June 2, 2005


Bush's Term II: a slow road: Despite setbacks, the president carefully keeps options open on the key issue of Social Security. (Linda Feldmann, 6/03/05, The Christian Science Monitor)

When asked at this week's press conference whether he was losing momentum, he replied first with some successes - bankruptcy legislation, class-action lawsuit reform, and the long-delayed confirmation of a federal judge. But the bulk of his answer focused on initiatives that are stalled in Congress - energy legislation, Central American free trade, and Social Security. And he sought to put the onus for success on the legislators, speaking of "the standard by which Congress should be judged."

Ultimately, say presidential scholars, no one should count Bush out. He is a seasoned political operator, going back to his father's presidency, and it is clear from the way he speaks that he knows how Washington works. On Social Security, he has not repeated President Clinton's fatal error of laying down an ultimatum on healthcare reform. And Bush says he won't put forth draft legislation on Social Security, because "the first bill on the Hill is always dead on arrival." He has left himself wiggle room for a deal.

"I would be astonished if something does not emerge from the Hill on Social Security which he declares success on," says Fred Greenstein, an emeritus professor of political science at Princeton University.
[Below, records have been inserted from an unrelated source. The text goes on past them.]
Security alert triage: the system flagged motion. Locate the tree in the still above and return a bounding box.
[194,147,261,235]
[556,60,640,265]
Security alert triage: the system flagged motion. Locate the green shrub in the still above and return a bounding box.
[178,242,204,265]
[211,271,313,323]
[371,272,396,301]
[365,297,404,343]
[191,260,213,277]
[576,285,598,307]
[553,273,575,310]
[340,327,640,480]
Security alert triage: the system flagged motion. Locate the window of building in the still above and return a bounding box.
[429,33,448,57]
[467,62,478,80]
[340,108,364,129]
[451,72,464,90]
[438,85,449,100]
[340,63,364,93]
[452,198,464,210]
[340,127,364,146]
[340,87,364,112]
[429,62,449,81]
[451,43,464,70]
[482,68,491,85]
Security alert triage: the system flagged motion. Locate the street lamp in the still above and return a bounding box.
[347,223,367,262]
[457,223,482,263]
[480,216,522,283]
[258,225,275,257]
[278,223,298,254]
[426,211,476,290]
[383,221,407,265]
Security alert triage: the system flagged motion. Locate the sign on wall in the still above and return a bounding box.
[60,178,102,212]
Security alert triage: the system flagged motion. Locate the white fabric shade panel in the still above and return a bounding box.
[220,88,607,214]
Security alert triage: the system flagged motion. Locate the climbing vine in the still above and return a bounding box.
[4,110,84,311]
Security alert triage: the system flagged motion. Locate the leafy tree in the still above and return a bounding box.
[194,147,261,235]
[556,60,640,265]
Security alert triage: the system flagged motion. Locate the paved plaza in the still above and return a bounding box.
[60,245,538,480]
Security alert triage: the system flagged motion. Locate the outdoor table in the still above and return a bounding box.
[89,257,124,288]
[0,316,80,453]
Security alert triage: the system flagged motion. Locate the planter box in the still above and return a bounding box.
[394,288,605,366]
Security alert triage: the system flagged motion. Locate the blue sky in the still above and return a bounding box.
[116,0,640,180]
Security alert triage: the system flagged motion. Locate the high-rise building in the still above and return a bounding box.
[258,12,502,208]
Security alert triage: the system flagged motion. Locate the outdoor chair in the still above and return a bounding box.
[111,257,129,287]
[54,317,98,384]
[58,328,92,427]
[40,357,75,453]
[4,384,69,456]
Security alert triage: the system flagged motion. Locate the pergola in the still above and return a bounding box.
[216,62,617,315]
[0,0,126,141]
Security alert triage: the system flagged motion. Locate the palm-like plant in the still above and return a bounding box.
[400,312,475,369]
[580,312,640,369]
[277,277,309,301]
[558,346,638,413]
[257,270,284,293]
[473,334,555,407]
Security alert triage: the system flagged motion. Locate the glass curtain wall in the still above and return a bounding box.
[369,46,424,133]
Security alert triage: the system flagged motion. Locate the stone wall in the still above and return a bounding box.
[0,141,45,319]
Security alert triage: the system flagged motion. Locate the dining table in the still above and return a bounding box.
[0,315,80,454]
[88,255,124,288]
It may not contain precisely the kind of personal accounts that he wants, Dr. Greenstein surmises, but given Bush's longstanding personal devotion to the concept, it will probably have "some token in the direction of private accounts."

As the generally awful prescription drug bill showed, Washington is the kind of place where if you keep the pressure on long enough something gets done. It is the nature of the SS reform fight that when that moment comes it will be seen as a presidential victory. If there are any kind of personal accounts and/or means-testing included in the reform it will be a victory in fact, as well as in perception.